「ン…ぅん…」
隣から声が聞こえた。小野寺はうっすらと目を開け、何度か瞬きを繰り返した。
「高野、さん?」
「何」
俺は素っ気ない返事をした。小野寺は肩をびくっ、とさせる。
そんな俺の対応に、戸惑いながら聞いてきた。
「怪我…したんですか?」
「お前より酷くねーよ」
「でも…」
どう見たってコイツの方が酷い。それでもこいつは俺の心配をする。しかし俺が冷たくあしらうせいか、視線を逸らし、あまり深くまで聞いてこようとしなかった。
そんな小野寺を見ていると、なんだかモヤモヤしてくる。
だから俺は、コイツに言った。
「俺、記憶ねーみてーだから」
「…え?」
小野寺は顔をあげて俺を見る。エメラルドの目が見開かれていた。
しかし、止めることはできない。
「だから、お前を好きって言ったの、無しにして」
「た、かの、さん?」
小野寺の声は、震えていた。
そして白い頬を伝って、涙が零れてた。
「男に振られたからって泣くな。ウザい」「っ!」
小野寺はごしごしと乱暴に涙を拭った。拭った目は、真っ赤になっていた。
その顔を見ると、また頭が、心がモヤモヤした。それを紛らわすために、俺は八つ当たりをするように、冷たく言う。

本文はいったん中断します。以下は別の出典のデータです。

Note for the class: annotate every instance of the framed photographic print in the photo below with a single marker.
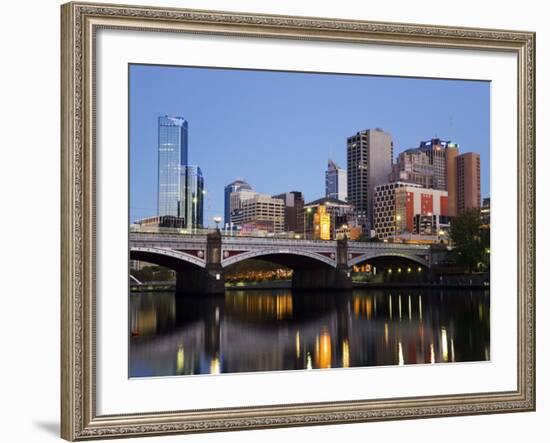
(283, 221)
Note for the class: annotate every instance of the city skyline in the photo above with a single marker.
(276, 161)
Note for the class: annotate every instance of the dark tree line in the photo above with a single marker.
(471, 241)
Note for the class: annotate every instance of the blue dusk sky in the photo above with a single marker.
(276, 130)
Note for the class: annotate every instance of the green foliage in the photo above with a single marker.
(471, 242)
(154, 273)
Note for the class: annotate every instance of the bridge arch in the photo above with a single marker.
(372, 255)
(169, 258)
(268, 253)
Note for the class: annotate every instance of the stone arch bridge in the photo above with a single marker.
(200, 261)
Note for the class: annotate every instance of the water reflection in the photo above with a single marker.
(279, 330)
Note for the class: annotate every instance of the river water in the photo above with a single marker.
(273, 330)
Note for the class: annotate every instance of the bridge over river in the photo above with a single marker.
(201, 261)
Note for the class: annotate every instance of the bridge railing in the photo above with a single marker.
(175, 234)
(178, 233)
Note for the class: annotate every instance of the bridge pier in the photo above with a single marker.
(211, 279)
(200, 281)
(338, 278)
(321, 279)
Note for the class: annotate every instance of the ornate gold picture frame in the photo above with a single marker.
(80, 23)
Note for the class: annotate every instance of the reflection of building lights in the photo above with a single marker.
(444, 349)
(400, 315)
(180, 359)
(452, 350)
(323, 351)
(215, 365)
(345, 353)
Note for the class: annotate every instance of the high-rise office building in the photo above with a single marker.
(336, 182)
(486, 211)
(413, 166)
(369, 163)
(451, 153)
(397, 205)
(235, 186)
(341, 214)
(172, 155)
(468, 181)
(192, 197)
(294, 207)
(436, 151)
(180, 186)
(261, 212)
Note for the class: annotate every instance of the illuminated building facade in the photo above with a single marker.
(486, 211)
(340, 213)
(336, 182)
(413, 165)
(468, 181)
(172, 156)
(396, 205)
(294, 208)
(369, 163)
(236, 186)
(321, 224)
(191, 205)
(261, 212)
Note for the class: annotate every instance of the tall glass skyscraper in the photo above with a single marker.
(235, 186)
(191, 205)
(172, 155)
(336, 182)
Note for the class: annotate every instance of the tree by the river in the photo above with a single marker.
(471, 241)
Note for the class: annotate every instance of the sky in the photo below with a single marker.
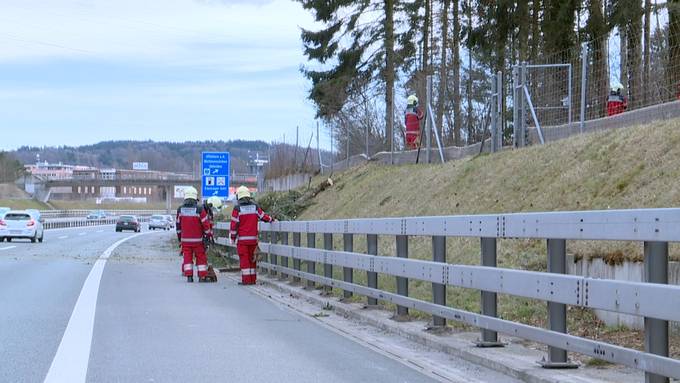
(76, 72)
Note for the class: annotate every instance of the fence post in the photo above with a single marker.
(557, 312)
(402, 283)
(499, 108)
(489, 299)
(439, 289)
(584, 84)
(273, 258)
(348, 272)
(515, 106)
(371, 276)
(311, 266)
(428, 123)
(494, 114)
(284, 260)
(327, 267)
(523, 107)
(296, 261)
(656, 330)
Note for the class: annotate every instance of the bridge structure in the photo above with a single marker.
(654, 299)
(164, 188)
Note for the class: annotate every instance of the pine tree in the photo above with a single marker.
(354, 49)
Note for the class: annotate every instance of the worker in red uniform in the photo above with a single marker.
(244, 231)
(192, 228)
(617, 102)
(212, 205)
(413, 116)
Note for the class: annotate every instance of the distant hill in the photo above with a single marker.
(165, 156)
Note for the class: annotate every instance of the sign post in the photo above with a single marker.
(215, 174)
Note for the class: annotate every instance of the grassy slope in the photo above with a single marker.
(629, 168)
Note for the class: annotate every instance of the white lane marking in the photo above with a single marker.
(73, 355)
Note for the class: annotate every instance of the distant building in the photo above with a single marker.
(53, 172)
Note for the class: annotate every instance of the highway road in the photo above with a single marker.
(93, 305)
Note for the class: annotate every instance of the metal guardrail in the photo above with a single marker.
(84, 213)
(62, 224)
(655, 300)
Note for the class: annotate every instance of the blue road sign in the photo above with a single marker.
(215, 174)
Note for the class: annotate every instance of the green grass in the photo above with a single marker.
(635, 167)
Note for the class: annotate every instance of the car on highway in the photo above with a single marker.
(22, 224)
(96, 215)
(171, 220)
(159, 222)
(128, 222)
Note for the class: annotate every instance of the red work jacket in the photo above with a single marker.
(244, 220)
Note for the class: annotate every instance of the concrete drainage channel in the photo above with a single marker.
(515, 361)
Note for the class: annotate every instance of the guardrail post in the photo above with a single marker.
(327, 267)
(656, 330)
(402, 283)
(557, 312)
(347, 272)
(296, 261)
(372, 276)
(284, 260)
(311, 266)
(273, 258)
(489, 299)
(439, 289)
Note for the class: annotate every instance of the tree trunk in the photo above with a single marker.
(647, 49)
(535, 30)
(457, 123)
(673, 69)
(598, 85)
(389, 73)
(524, 24)
(469, 80)
(623, 54)
(443, 67)
(634, 35)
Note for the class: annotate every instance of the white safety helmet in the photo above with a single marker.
(191, 193)
(616, 86)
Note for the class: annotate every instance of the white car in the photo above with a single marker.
(23, 224)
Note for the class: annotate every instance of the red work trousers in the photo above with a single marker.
(189, 251)
(247, 261)
(412, 138)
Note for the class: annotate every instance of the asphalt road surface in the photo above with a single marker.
(93, 305)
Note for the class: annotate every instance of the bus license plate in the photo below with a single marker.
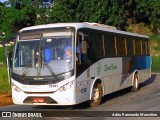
(38, 100)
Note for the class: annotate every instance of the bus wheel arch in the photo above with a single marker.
(135, 82)
(96, 93)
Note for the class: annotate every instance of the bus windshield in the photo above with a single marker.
(49, 54)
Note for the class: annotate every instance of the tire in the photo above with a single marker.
(135, 86)
(96, 95)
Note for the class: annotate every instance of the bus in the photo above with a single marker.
(70, 63)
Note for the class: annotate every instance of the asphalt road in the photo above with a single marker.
(146, 99)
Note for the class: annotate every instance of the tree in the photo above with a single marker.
(104, 11)
(14, 18)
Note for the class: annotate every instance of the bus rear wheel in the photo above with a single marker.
(135, 86)
(96, 95)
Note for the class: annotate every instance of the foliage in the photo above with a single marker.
(4, 84)
(155, 64)
(106, 12)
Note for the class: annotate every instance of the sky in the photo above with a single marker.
(3, 0)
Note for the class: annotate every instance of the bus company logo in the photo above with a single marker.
(99, 68)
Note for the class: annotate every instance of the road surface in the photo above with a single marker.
(146, 99)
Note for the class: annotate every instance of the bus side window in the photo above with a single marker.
(82, 51)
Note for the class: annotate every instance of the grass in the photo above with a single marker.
(155, 64)
(4, 84)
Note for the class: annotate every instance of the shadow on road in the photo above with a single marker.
(149, 81)
(105, 98)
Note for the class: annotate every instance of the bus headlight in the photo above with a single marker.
(17, 89)
(66, 86)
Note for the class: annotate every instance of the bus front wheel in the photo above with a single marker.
(96, 95)
(135, 83)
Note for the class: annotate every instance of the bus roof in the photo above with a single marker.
(95, 26)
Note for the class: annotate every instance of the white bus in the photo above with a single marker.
(70, 63)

「俺は男を好きになる趣味はない。今日から俺とアンタはただの上司と部下だ」
「っ、はい…」
小野寺の震えた声が、やけに響く。涙は出していなかったが、きっとこれから泣くのだろう。小野寺はベッドに潜り込んだ。 俺は黙って病室を出ていった。
それから2日後に俺は退院し、2週間後に小野寺が松葉杖を持って退院した。